Drive through the Burdekin area in north Queensland and you'll see lots of tall grass, sugarcane. With 650 growers, it's the country's largest sugar growing region.
Fish and other wildlife have problems sharing the area though because creeks have been turned into irrigation channels and wetlands have yielded to cane. But Vince and Rita Papale are giving back some land to nature.
"It was getting far more difficult to manage that area of land. In a flood event this year we lost 10 to 15 acres of cane. We would try and pump the water clear of the paddocks and lose the crop anyway," says farmer Vince Papale. He and his wife Rita applied for Australian Government Reef Rescue funding from their local land and water management group, NQ Dry Tropics, to build a wetland in part of this area.
The wetland will cover three hectares of their farm, the lagoon itself will cover half that. The deepest part of the lagoon is four and a half metres. Aquifers lie three metres under much of the Burdekin but the wetland will be lined with clay to stop its water from influencing the quality and quantity of the watertable.
Planning, mapping and excavation costs have blown out to over $100,000, 30 per cent more than originally budgeted. This is mostly due to the discovery of mild acid sulphate soils in the area. The design had to be redone and the soil remediated with lime. The costs have been footed by NQ Dry Tropics through Reef Rescue and the landholder. The local water board is providing machinery at a subsidised rate.
Wetlands have been built in other cane farming regions but this is the first for the Burdekin. While crocodiles and fish shouldn't take too long moving in, it's expected to take three years before the lagoon reaches its full potential, complete with native plants like melaleucas, lomandras and water lillies.
It's the middle of the harvest season and Vince and Rita are working 14 hour days building the wetland and getting the cane crop in. Vince says they considered a recycling pit (something other farmers are doing to catch the water that runs off paddocks and redistributes it back onto the land so that it doesn't run off into the adjacent Great Barrier Reef) but he says he wanted something more environmentally friendly.
Vince says, "recycling pits are a hole in the ground. There's a whole lot more we can do with this. If you imagine the pressure we're under from environmental lobby groups and you think 'I can do something that proves we can coexist with everything around us'. It's a site you can bring people to and show them the cane's there and there's the wetland."
Vince also says working with NQ Dry Tropics has introduced him to people who have a lot of technical know-how - people he thinks should be more involved in farmers' lives.

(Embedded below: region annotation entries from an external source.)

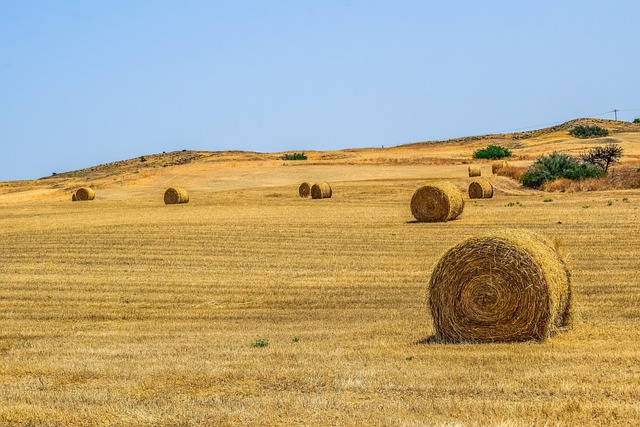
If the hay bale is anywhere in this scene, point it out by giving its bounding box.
[311,182,333,199]
[298,182,312,197]
[491,160,508,175]
[164,187,189,205]
[429,230,571,342]
[76,187,96,201]
[469,166,482,177]
[411,181,464,222]
[469,179,493,199]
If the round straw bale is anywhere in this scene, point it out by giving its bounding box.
[429,229,571,342]
[469,179,493,199]
[491,160,508,175]
[164,187,189,205]
[311,182,332,199]
[411,181,464,222]
[298,182,312,197]
[469,165,482,177]
[76,187,96,201]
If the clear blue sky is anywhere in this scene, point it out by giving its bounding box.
[0,0,640,181]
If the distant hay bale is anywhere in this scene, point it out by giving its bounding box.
[76,187,96,201]
[411,181,464,222]
[164,187,189,205]
[491,160,508,175]
[298,182,312,197]
[469,166,482,177]
[469,179,493,199]
[429,230,571,342]
[311,182,333,199]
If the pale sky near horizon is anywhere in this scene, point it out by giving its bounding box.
[0,0,640,181]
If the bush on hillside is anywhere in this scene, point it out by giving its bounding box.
[569,125,609,138]
[522,152,604,188]
[473,145,511,160]
[282,153,307,160]
[581,144,622,174]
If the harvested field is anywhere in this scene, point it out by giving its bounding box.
[0,121,640,426]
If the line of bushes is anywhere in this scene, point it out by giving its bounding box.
[521,144,622,188]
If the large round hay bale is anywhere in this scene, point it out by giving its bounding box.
[298,182,312,197]
[311,182,332,199]
[469,179,493,199]
[429,230,571,342]
[469,165,482,177]
[491,160,508,175]
[411,181,464,222]
[164,187,189,205]
[76,187,96,201]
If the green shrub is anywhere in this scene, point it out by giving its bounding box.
[582,144,623,175]
[282,153,307,160]
[522,152,604,188]
[569,125,609,138]
[473,145,511,160]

He says he's determined to improve the relationship between them and farmers in future.
Bob Frazer, NQ Dry Tropics Chief Executive Officer, said that the constructed wetland is a great move forward for cane growers in the region. “We hope that this example will encourage other growers to follow suit,” he said.
The wetlands construction project was funded by NQ Dry Tropics through the Australian Government’s Caring for our Country ‘Reef Rescue’ program.